Yasalar gereği eczacılık fakültesi mezunu olmayan bir kimse Türkiye Cumhuriyeti sınırları içersinde eczane açamaz ve eczacılık mesleğini icra edemez. Eczacılar eczacılık mesleğinin tekel konumundan yararlanarak daha fazla kâr elde etmek için vatandaşların ilaca kolay ulaşımını eylemleri daha fazla ses getirsin diye engellediklerinde, Türkiye de eczanelerde satılan 7.500-8.000 ilacın büyük bir çoğunluğunun marketlerde satılması da gündeme geldi, tartışılmaya başladı. Nitekim bu uygulama Amerika Bileşik Devletleri başta olmak üzere birçok Avrupa Birliği ülkesinde başarıyla uygulanmaktadır. Yani eczacılar bir anlamda “dimyata pirince giderken eldeki bulgurdan” olacaklar.

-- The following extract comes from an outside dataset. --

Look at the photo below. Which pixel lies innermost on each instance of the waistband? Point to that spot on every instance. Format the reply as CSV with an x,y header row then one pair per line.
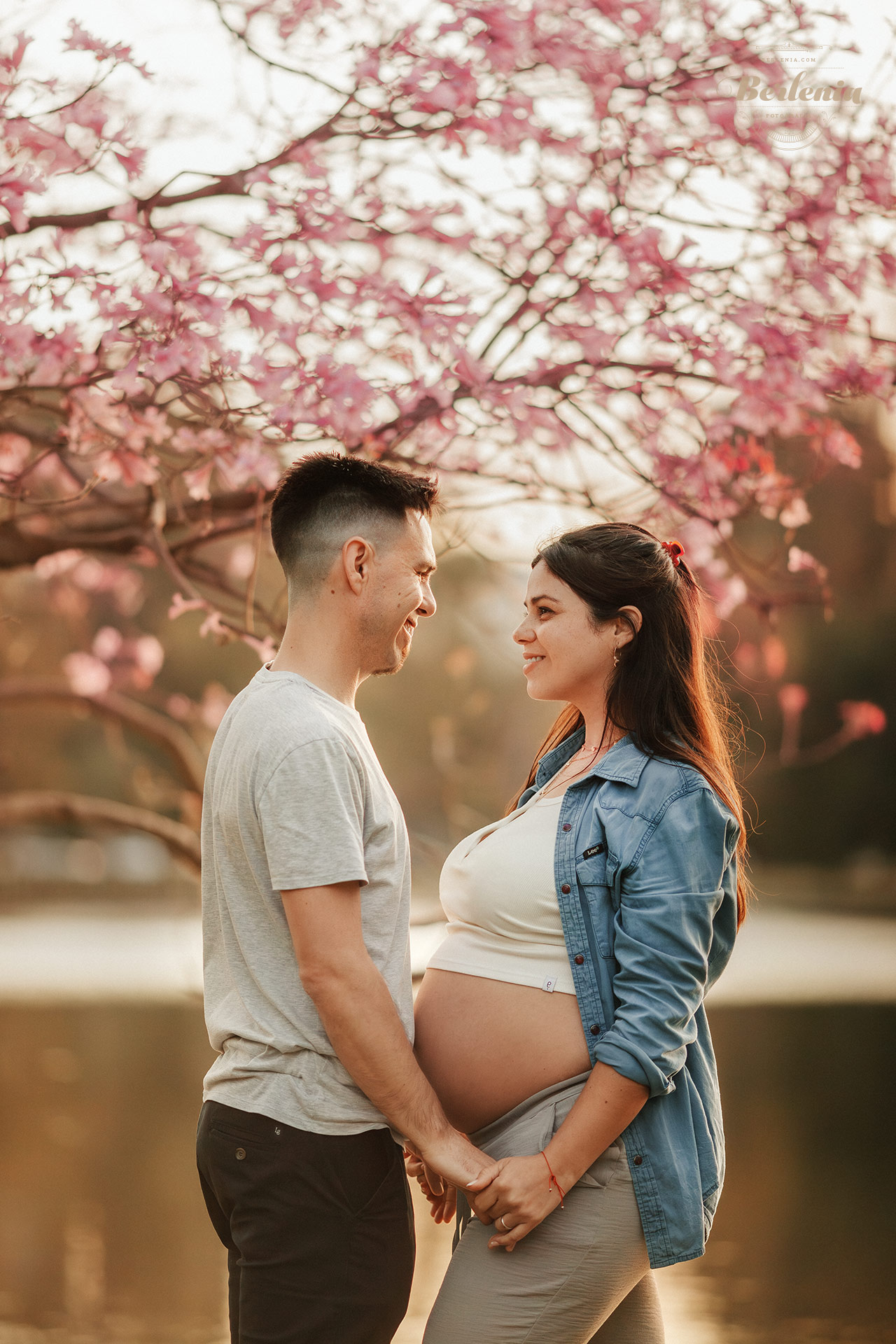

Çalışma ve Sosyal Güvenlik Bakanı Dinçer’i kutluyorum

Çalışma ve Sosyal Güvenlik Bakanı Ömer Dinçer’i, eczacı odalarının aba altından sopa göstermesine aldırmayarak aldığı cesur karar ile, eczacıları eczacı odalarının mahalle baskısından kurtararak, eczacılardan alınan yaklaşık 12 milyon liralık haraca dur dediği için ayrıca kutlamak gerekir.

Eczacı odalarının protokol gereği organize ettikleri ve eczaneler tarafından zorunlu olarak dönüşümlü dağıtımını yaptıkları diyaliz reçeteleri, işyeri reçeteleri, mor ve turuncu reçeteye yazılması zorunlu ilaçların yer aldığı reçeteler, eritropoietin ve darbepœtin preparatlarını ihtiva eden reçeteler üzerinde eczacı odalarının eczanelerden reçete bedelinin yüzde 1-2’si oranında peşin olarak aldıkları bedellerin tahsilatına dur diyecek düzenlemenin yeni sözleşmelerde yer alması da ayrıca temennimizdir.